Alternatively, the reader can be a human being, in which case the proof will be written in English or some other natural language, thus necessarily informal. Here, the criteria for success are less clearly specified. A "good" proof is one that makes the reader believe P. But the same proof may be read by many different readers, some of whom may be convinced by a particular way of phrasing the argument, while others may not be. One reader may be particularly pedantic, inexperienced, or just plain thick-headed; the only way to convince them will be to make the argument in painstaking detail. But another reader, more familiar in the area, may find all this detail so overwhelming that they lose the overall thread. All they want is to be told the main ideas, because it is easier to fill in the details for themselves. Ultimately, there is no universal standard, because there is no single way of writing an informal proof that is guaranteed to convince every conceivable reader. In practice, however, mathematicians have developed a rich set of conventions and idioms for writing about complex mathematical objects that, within a certain community, make communication fairly reliable. The conventions of this stylized form of communication give a fairly clear standard for judging proofs good or bad.
Because we are using Coq in this course, we will be working heavily with formal proofs. But this doesn't mean we can ignore the informal ones! Formal proofs are useful in many ways, but they are not very efficient ways of communicating ideas between human beings.

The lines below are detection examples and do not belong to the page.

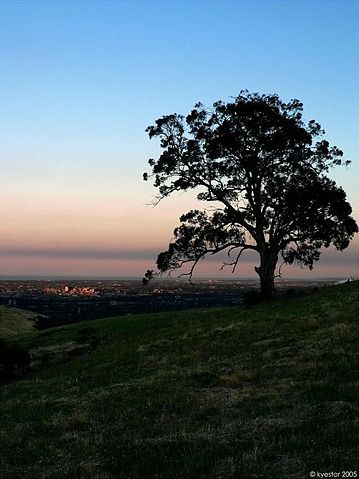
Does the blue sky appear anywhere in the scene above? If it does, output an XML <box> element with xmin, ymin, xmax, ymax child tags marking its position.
<box><xmin>0</xmin><ymin>0</ymin><xmax>359</xmax><ymax>274</ymax></box>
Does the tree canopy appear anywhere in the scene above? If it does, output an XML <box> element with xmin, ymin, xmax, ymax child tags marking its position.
<box><xmin>144</xmin><ymin>91</ymin><xmax>358</xmax><ymax>299</ymax></box>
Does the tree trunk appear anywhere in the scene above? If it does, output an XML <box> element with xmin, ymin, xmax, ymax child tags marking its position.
<box><xmin>255</xmin><ymin>250</ymin><xmax>278</xmax><ymax>301</ymax></box>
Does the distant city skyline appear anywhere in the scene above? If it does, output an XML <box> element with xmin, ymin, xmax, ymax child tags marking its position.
<box><xmin>0</xmin><ymin>0</ymin><xmax>359</xmax><ymax>278</ymax></box>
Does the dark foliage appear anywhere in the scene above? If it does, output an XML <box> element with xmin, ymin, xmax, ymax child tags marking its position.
<box><xmin>143</xmin><ymin>91</ymin><xmax>358</xmax><ymax>299</ymax></box>
<box><xmin>0</xmin><ymin>338</ymin><xmax>31</xmax><ymax>381</ymax></box>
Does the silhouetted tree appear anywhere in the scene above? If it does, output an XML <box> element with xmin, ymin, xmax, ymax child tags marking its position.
<box><xmin>144</xmin><ymin>91</ymin><xmax>358</xmax><ymax>299</ymax></box>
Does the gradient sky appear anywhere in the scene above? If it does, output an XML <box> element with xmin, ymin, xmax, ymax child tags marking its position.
<box><xmin>0</xmin><ymin>0</ymin><xmax>359</xmax><ymax>277</ymax></box>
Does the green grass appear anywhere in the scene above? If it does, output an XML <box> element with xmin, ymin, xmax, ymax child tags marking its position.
<box><xmin>0</xmin><ymin>306</ymin><xmax>37</xmax><ymax>339</ymax></box>
<box><xmin>0</xmin><ymin>282</ymin><xmax>359</xmax><ymax>479</ymax></box>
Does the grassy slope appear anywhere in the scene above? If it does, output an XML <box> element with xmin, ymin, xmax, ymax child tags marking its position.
<box><xmin>0</xmin><ymin>283</ymin><xmax>359</xmax><ymax>479</ymax></box>
<box><xmin>0</xmin><ymin>306</ymin><xmax>37</xmax><ymax>339</ymax></box>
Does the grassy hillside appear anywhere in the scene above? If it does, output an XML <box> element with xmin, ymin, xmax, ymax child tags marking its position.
<box><xmin>0</xmin><ymin>305</ymin><xmax>37</xmax><ymax>339</ymax></box>
<box><xmin>0</xmin><ymin>282</ymin><xmax>359</xmax><ymax>479</ymax></box>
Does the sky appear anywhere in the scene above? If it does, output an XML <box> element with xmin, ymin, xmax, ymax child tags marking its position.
<box><xmin>0</xmin><ymin>0</ymin><xmax>359</xmax><ymax>277</ymax></box>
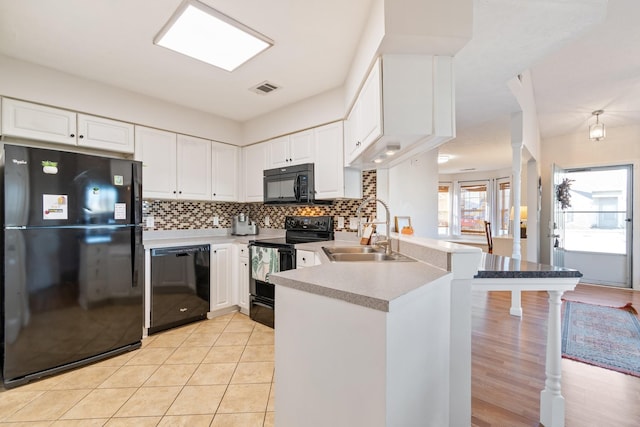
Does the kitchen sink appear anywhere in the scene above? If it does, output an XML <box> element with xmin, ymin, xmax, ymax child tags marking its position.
<box><xmin>322</xmin><ymin>246</ymin><xmax>415</xmax><ymax>262</ymax></box>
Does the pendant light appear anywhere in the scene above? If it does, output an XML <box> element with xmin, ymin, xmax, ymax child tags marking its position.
<box><xmin>589</xmin><ymin>110</ymin><xmax>606</xmax><ymax>141</ymax></box>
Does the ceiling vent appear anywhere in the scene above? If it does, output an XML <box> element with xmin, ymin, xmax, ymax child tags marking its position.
<box><xmin>249</xmin><ymin>81</ymin><xmax>280</xmax><ymax>95</ymax></box>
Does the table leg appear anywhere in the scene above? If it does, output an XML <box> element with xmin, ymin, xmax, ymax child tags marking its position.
<box><xmin>540</xmin><ymin>291</ymin><xmax>564</xmax><ymax>427</ymax></box>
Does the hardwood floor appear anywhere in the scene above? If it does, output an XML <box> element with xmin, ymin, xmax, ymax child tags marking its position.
<box><xmin>471</xmin><ymin>284</ymin><xmax>640</xmax><ymax>427</ymax></box>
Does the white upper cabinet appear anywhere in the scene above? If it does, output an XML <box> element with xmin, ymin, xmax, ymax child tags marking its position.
<box><xmin>345</xmin><ymin>54</ymin><xmax>455</xmax><ymax>168</ymax></box>
<box><xmin>176</xmin><ymin>135</ymin><xmax>211</xmax><ymax>200</ymax></box>
<box><xmin>314</xmin><ymin>122</ymin><xmax>362</xmax><ymax>199</ymax></box>
<box><xmin>2</xmin><ymin>98</ymin><xmax>134</xmax><ymax>153</ymax></box>
<box><xmin>135</xmin><ymin>126</ymin><xmax>177</xmax><ymax>199</ymax></box>
<box><xmin>266</xmin><ymin>130</ymin><xmax>314</xmax><ymax>168</ymax></box>
<box><xmin>135</xmin><ymin>126</ymin><xmax>211</xmax><ymax>200</ymax></box>
<box><xmin>2</xmin><ymin>98</ymin><xmax>77</xmax><ymax>145</ymax></box>
<box><xmin>78</xmin><ymin>114</ymin><xmax>134</xmax><ymax>153</ymax></box>
<box><xmin>242</xmin><ymin>143</ymin><xmax>268</xmax><ymax>202</ymax></box>
<box><xmin>211</xmin><ymin>142</ymin><xmax>240</xmax><ymax>202</ymax></box>
<box><xmin>210</xmin><ymin>244</ymin><xmax>232</xmax><ymax>311</ymax></box>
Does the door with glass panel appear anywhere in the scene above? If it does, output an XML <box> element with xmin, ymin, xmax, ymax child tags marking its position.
<box><xmin>551</xmin><ymin>165</ymin><xmax>633</xmax><ymax>287</ymax></box>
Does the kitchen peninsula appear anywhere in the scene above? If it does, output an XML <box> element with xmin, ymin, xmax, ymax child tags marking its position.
<box><xmin>272</xmin><ymin>235</ymin><xmax>581</xmax><ymax>427</ymax></box>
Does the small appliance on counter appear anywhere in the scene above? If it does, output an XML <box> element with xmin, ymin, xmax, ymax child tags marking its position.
<box><xmin>231</xmin><ymin>213</ymin><xmax>258</xmax><ymax>236</ymax></box>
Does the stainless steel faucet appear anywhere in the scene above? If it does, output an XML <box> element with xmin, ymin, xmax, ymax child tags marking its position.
<box><xmin>356</xmin><ymin>197</ymin><xmax>391</xmax><ymax>255</ymax></box>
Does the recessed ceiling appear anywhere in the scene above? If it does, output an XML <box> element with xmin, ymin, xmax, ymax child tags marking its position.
<box><xmin>0</xmin><ymin>0</ymin><xmax>372</xmax><ymax>122</ymax></box>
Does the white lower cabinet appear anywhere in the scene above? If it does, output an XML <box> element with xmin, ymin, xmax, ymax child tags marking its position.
<box><xmin>210</xmin><ymin>243</ymin><xmax>235</xmax><ymax>311</ymax></box>
<box><xmin>236</xmin><ymin>244</ymin><xmax>249</xmax><ymax>316</ymax></box>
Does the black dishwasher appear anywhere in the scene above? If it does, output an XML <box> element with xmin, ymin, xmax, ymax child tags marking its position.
<box><xmin>149</xmin><ymin>245</ymin><xmax>211</xmax><ymax>334</ymax></box>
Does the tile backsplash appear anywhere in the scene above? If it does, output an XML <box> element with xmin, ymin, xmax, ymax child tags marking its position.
<box><xmin>142</xmin><ymin>170</ymin><xmax>376</xmax><ymax>231</ymax></box>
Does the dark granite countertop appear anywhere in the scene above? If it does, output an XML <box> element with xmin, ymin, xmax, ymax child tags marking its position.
<box><xmin>473</xmin><ymin>253</ymin><xmax>582</xmax><ymax>279</ymax></box>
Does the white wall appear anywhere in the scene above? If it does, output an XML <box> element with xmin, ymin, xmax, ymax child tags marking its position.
<box><xmin>540</xmin><ymin>121</ymin><xmax>640</xmax><ymax>289</ymax></box>
<box><xmin>378</xmin><ymin>150</ymin><xmax>438</xmax><ymax>238</ymax></box>
<box><xmin>0</xmin><ymin>55</ymin><xmax>241</xmax><ymax>144</ymax></box>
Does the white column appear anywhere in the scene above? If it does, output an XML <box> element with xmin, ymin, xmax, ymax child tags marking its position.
<box><xmin>540</xmin><ymin>291</ymin><xmax>564</xmax><ymax>427</ymax></box>
<box><xmin>509</xmin><ymin>112</ymin><xmax>524</xmax><ymax>317</ymax></box>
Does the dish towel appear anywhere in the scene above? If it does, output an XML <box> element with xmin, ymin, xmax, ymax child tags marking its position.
<box><xmin>251</xmin><ymin>246</ymin><xmax>280</xmax><ymax>283</ymax></box>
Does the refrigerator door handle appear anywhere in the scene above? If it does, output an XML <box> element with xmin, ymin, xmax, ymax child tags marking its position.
<box><xmin>131</xmin><ymin>162</ymin><xmax>142</xmax><ymax>225</ymax></box>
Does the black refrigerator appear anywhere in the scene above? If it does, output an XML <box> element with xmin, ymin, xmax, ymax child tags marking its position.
<box><xmin>0</xmin><ymin>144</ymin><xmax>144</xmax><ymax>388</ymax></box>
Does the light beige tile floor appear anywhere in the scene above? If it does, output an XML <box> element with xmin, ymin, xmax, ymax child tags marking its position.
<box><xmin>0</xmin><ymin>313</ymin><xmax>274</xmax><ymax>427</ymax></box>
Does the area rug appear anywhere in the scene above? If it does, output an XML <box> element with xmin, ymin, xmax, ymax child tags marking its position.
<box><xmin>562</xmin><ymin>301</ymin><xmax>640</xmax><ymax>377</ymax></box>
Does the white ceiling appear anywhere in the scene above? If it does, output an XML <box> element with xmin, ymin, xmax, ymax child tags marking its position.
<box><xmin>0</xmin><ymin>0</ymin><xmax>640</xmax><ymax>173</ymax></box>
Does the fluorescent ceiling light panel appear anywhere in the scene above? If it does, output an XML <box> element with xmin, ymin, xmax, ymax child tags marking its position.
<box><xmin>158</xmin><ymin>0</ymin><xmax>273</xmax><ymax>71</ymax></box>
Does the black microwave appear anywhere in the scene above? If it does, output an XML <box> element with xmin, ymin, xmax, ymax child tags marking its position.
<box><xmin>264</xmin><ymin>163</ymin><xmax>315</xmax><ymax>204</ymax></box>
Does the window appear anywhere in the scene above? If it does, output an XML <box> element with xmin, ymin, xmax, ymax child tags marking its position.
<box><xmin>438</xmin><ymin>183</ymin><xmax>451</xmax><ymax>236</ymax></box>
<box><xmin>460</xmin><ymin>181</ymin><xmax>490</xmax><ymax>234</ymax></box>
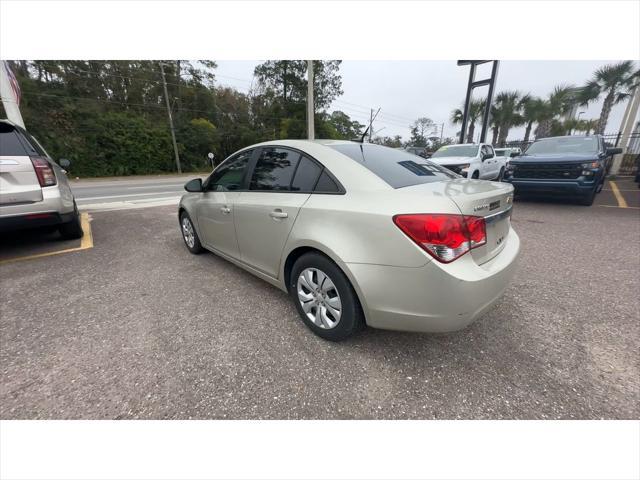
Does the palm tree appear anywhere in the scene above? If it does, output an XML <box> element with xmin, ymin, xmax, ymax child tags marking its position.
<box><xmin>576</xmin><ymin>118</ymin><xmax>599</xmax><ymax>135</ymax></box>
<box><xmin>536</xmin><ymin>85</ymin><xmax>578</xmax><ymax>138</ymax></box>
<box><xmin>451</xmin><ymin>99</ymin><xmax>485</xmax><ymax>143</ymax></box>
<box><xmin>580</xmin><ymin>60</ymin><xmax>640</xmax><ymax>134</ymax></box>
<box><xmin>491</xmin><ymin>90</ymin><xmax>529</xmax><ymax>145</ymax></box>
<box><xmin>522</xmin><ymin>97</ymin><xmax>545</xmax><ymax>143</ymax></box>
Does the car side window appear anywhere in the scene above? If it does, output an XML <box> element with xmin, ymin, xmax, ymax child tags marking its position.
<box><xmin>313</xmin><ymin>171</ymin><xmax>340</xmax><ymax>193</ymax></box>
<box><xmin>249</xmin><ymin>147</ymin><xmax>301</xmax><ymax>191</ymax></box>
<box><xmin>207</xmin><ymin>150</ymin><xmax>253</xmax><ymax>192</ymax></box>
<box><xmin>291</xmin><ymin>155</ymin><xmax>322</xmax><ymax>192</ymax></box>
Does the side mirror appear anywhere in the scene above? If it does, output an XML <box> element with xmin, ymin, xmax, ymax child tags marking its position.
<box><xmin>607</xmin><ymin>147</ymin><xmax>622</xmax><ymax>157</ymax></box>
<box><xmin>184</xmin><ymin>178</ymin><xmax>202</xmax><ymax>193</ymax></box>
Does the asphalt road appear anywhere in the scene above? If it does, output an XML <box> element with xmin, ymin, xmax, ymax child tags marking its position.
<box><xmin>70</xmin><ymin>174</ymin><xmax>202</xmax><ymax>211</ymax></box>
<box><xmin>0</xmin><ymin>182</ymin><xmax>640</xmax><ymax>419</ymax></box>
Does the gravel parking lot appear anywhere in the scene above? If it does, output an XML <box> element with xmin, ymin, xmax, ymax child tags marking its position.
<box><xmin>0</xmin><ymin>182</ymin><xmax>640</xmax><ymax>419</ymax></box>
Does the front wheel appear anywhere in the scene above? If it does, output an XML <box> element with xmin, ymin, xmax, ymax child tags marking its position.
<box><xmin>289</xmin><ymin>252</ymin><xmax>364</xmax><ymax>342</ymax></box>
<box><xmin>180</xmin><ymin>212</ymin><xmax>204</xmax><ymax>255</ymax></box>
<box><xmin>58</xmin><ymin>202</ymin><xmax>84</xmax><ymax>240</ymax></box>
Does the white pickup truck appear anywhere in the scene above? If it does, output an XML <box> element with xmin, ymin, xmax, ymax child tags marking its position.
<box><xmin>430</xmin><ymin>143</ymin><xmax>507</xmax><ymax>182</ymax></box>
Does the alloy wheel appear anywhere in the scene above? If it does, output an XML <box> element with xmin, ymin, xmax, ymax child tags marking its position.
<box><xmin>296</xmin><ymin>267</ymin><xmax>342</xmax><ymax>330</ymax></box>
<box><xmin>182</xmin><ymin>216</ymin><xmax>196</xmax><ymax>248</ymax></box>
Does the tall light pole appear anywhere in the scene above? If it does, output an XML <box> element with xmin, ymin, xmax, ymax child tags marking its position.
<box><xmin>307</xmin><ymin>60</ymin><xmax>316</xmax><ymax>140</ymax></box>
<box><xmin>571</xmin><ymin>112</ymin><xmax>585</xmax><ymax>135</ymax></box>
<box><xmin>160</xmin><ymin>62</ymin><xmax>182</xmax><ymax>173</ymax></box>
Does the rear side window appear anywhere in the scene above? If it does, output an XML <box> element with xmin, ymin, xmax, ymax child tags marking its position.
<box><xmin>328</xmin><ymin>143</ymin><xmax>458</xmax><ymax>188</ymax></box>
<box><xmin>0</xmin><ymin>123</ymin><xmax>29</xmax><ymax>157</ymax></box>
<box><xmin>291</xmin><ymin>156</ymin><xmax>322</xmax><ymax>192</ymax></box>
<box><xmin>314</xmin><ymin>172</ymin><xmax>340</xmax><ymax>193</ymax></box>
<box><xmin>249</xmin><ymin>147</ymin><xmax>300</xmax><ymax>191</ymax></box>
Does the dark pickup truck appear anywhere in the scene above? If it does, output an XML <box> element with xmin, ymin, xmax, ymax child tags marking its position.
<box><xmin>504</xmin><ymin>135</ymin><xmax>622</xmax><ymax>205</ymax></box>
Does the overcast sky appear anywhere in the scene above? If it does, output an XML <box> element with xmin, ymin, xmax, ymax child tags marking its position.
<box><xmin>216</xmin><ymin>60</ymin><xmax>636</xmax><ymax>140</ymax></box>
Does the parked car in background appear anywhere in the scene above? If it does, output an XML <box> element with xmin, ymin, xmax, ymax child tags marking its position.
<box><xmin>178</xmin><ymin>140</ymin><xmax>520</xmax><ymax>340</ymax></box>
<box><xmin>431</xmin><ymin>143</ymin><xmax>506</xmax><ymax>181</ymax></box>
<box><xmin>504</xmin><ymin>135</ymin><xmax>622</xmax><ymax>205</ymax></box>
<box><xmin>493</xmin><ymin>147</ymin><xmax>522</xmax><ymax>164</ymax></box>
<box><xmin>0</xmin><ymin>120</ymin><xmax>83</xmax><ymax>239</ymax></box>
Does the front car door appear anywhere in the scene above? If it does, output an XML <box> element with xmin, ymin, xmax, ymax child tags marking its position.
<box><xmin>196</xmin><ymin>150</ymin><xmax>255</xmax><ymax>259</ymax></box>
<box><xmin>235</xmin><ymin>146</ymin><xmax>322</xmax><ymax>278</ymax></box>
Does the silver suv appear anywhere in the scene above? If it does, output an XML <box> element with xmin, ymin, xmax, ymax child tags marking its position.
<box><xmin>0</xmin><ymin>120</ymin><xmax>83</xmax><ymax>239</ymax></box>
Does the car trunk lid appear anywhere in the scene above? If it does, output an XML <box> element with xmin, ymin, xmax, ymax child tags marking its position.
<box><xmin>0</xmin><ymin>156</ymin><xmax>42</xmax><ymax>206</ymax></box>
<box><xmin>408</xmin><ymin>178</ymin><xmax>513</xmax><ymax>264</ymax></box>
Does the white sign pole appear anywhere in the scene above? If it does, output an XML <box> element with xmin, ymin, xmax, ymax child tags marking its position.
<box><xmin>0</xmin><ymin>60</ymin><xmax>25</xmax><ymax>128</ymax></box>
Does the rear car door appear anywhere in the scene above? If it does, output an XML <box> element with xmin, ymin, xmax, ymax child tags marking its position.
<box><xmin>235</xmin><ymin>147</ymin><xmax>322</xmax><ymax>278</ymax></box>
<box><xmin>196</xmin><ymin>150</ymin><xmax>255</xmax><ymax>259</ymax></box>
<box><xmin>0</xmin><ymin>122</ymin><xmax>42</xmax><ymax>206</ymax></box>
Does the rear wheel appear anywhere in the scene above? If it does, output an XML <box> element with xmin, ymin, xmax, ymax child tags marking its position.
<box><xmin>180</xmin><ymin>212</ymin><xmax>204</xmax><ymax>255</ymax></box>
<box><xmin>289</xmin><ymin>252</ymin><xmax>364</xmax><ymax>342</ymax></box>
<box><xmin>58</xmin><ymin>202</ymin><xmax>84</xmax><ymax>240</ymax></box>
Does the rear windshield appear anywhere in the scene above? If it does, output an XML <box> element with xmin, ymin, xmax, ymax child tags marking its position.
<box><xmin>432</xmin><ymin>145</ymin><xmax>478</xmax><ymax>158</ymax></box>
<box><xmin>0</xmin><ymin>122</ymin><xmax>27</xmax><ymax>157</ymax></box>
<box><xmin>527</xmin><ymin>137</ymin><xmax>598</xmax><ymax>155</ymax></box>
<box><xmin>328</xmin><ymin>143</ymin><xmax>458</xmax><ymax>188</ymax></box>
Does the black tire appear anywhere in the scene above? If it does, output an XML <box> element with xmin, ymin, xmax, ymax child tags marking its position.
<box><xmin>58</xmin><ymin>202</ymin><xmax>84</xmax><ymax>240</ymax></box>
<box><xmin>289</xmin><ymin>252</ymin><xmax>365</xmax><ymax>342</ymax></box>
<box><xmin>580</xmin><ymin>188</ymin><xmax>597</xmax><ymax>207</ymax></box>
<box><xmin>180</xmin><ymin>211</ymin><xmax>204</xmax><ymax>255</ymax></box>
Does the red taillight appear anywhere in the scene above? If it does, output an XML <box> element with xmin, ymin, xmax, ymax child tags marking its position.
<box><xmin>31</xmin><ymin>157</ymin><xmax>57</xmax><ymax>187</ymax></box>
<box><xmin>393</xmin><ymin>213</ymin><xmax>487</xmax><ymax>263</ymax></box>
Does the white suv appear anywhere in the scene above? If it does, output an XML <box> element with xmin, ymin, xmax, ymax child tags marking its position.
<box><xmin>0</xmin><ymin>120</ymin><xmax>82</xmax><ymax>239</ymax></box>
<box><xmin>430</xmin><ymin>143</ymin><xmax>506</xmax><ymax>181</ymax></box>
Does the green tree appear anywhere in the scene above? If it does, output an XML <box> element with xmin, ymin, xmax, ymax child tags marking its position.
<box><xmin>579</xmin><ymin>60</ymin><xmax>640</xmax><ymax>134</ymax></box>
<box><xmin>450</xmin><ymin>99</ymin><xmax>486</xmax><ymax>143</ymax></box>
<box><xmin>522</xmin><ymin>97</ymin><xmax>545</xmax><ymax>142</ymax></box>
<box><xmin>409</xmin><ymin>117</ymin><xmax>436</xmax><ymax>147</ymax></box>
<box><xmin>491</xmin><ymin>90</ymin><xmax>529</xmax><ymax>145</ymax></box>
<box><xmin>371</xmin><ymin>135</ymin><xmax>403</xmax><ymax>148</ymax></box>
<box><xmin>535</xmin><ymin>85</ymin><xmax>578</xmax><ymax>138</ymax></box>
<box><xmin>328</xmin><ymin>110</ymin><xmax>364</xmax><ymax>140</ymax></box>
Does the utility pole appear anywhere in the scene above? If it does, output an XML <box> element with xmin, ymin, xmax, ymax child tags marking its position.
<box><xmin>160</xmin><ymin>62</ymin><xmax>182</xmax><ymax>173</ymax></box>
<box><xmin>369</xmin><ymin>108</ymin><xmax>373</xmax><ymax>143</ymax></box>
<box><xmin>611</xmin><ymin>87</ymin><xmax>640</xmax><ymax>177</ymax></box>
<box><xmin>307</xmin><ymin>60</ymin><xmax>316</xmax><ymax>140</ymax></box>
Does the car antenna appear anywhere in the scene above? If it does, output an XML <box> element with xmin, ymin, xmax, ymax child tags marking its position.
<box><xmin>355</xmin><ymin>108</ymin><xmax>380</xmax><ymax>143</ymax></box>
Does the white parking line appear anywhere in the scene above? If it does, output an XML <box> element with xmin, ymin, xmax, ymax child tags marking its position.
<box><xmin>76</xmin><ymin>190</ymin><xmax>177</xmax><ymax>202</ymax></box>
<box><xmin>78</xmin><ymin>197</ymin><xmax>181</xmax><ymax>212</ymax></box>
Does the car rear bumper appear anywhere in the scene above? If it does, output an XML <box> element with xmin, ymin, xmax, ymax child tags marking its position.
<box><xmin>504</xmin><ymin>177</ymin><xmax>599</xmax><ymax>195</ymax></box>
<box><xmin>0</xmin><ymin>212</ymin><xmax>75</xmax><ymax>232</ymax></box>
<box><xmin>348</xmin><ymin>229</ymin><xmax>520</xmax><ymax>332</ymax></box>
<box><xmin>0</xmin><ymin>185</ymin><xmax>75</xmax><ymax>230</ymax></box>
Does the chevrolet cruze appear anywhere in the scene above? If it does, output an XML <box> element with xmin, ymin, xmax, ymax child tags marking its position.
<box><xmin>179</xmin><ymin>140</ymin><xmax>520</xmax><ymax>340</ymax></box>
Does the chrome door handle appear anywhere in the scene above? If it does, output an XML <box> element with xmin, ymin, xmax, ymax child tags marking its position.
<box><xmin>269</xmin><ymin>209</ymin><xmax>289</xmax><ymax>219</ymax></box>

There's a lot here: the statement in quotes is closely akin to, but subtly different from, the Curry-Howard correspondence, that programs and (formal) proofs are closely related. But there's more, even granted that a formal proof must have more details than an informal proof and that the formal proof may not follow the conventions expected of a traditional informal proof. The proof assistants like Coq that I have looked at produce proofs that are nearly unreadable. For example, this is a proof from Coq (from the Basics chapter just prior to the quote above), of the commutativity of addition:
Theorem plus_comm : forall n m : nat,
n + m = m + n.
Proof.
intros n m.
induction n as [| n'].
Case "n = 0". simpl. rewrite -> plus_0_r. reflexivity.
Case "n = S n'". simpl. rewrite -> IHn'. rewrite -> plus_n_Sm. reflexivity.
Qed.
It includes the "Case" tactic that helps to document the sub-goals of the inductive proof, which helps immensely. But still.... So, the readability of formal proofs in Coq is significantly worse, to my eyes, than the readability of most programming languages, and as a result translating between a formal proof and an informal, explanatory proof is a difficult skill to learn. It's a good thing Software Foundations has some discussion of it.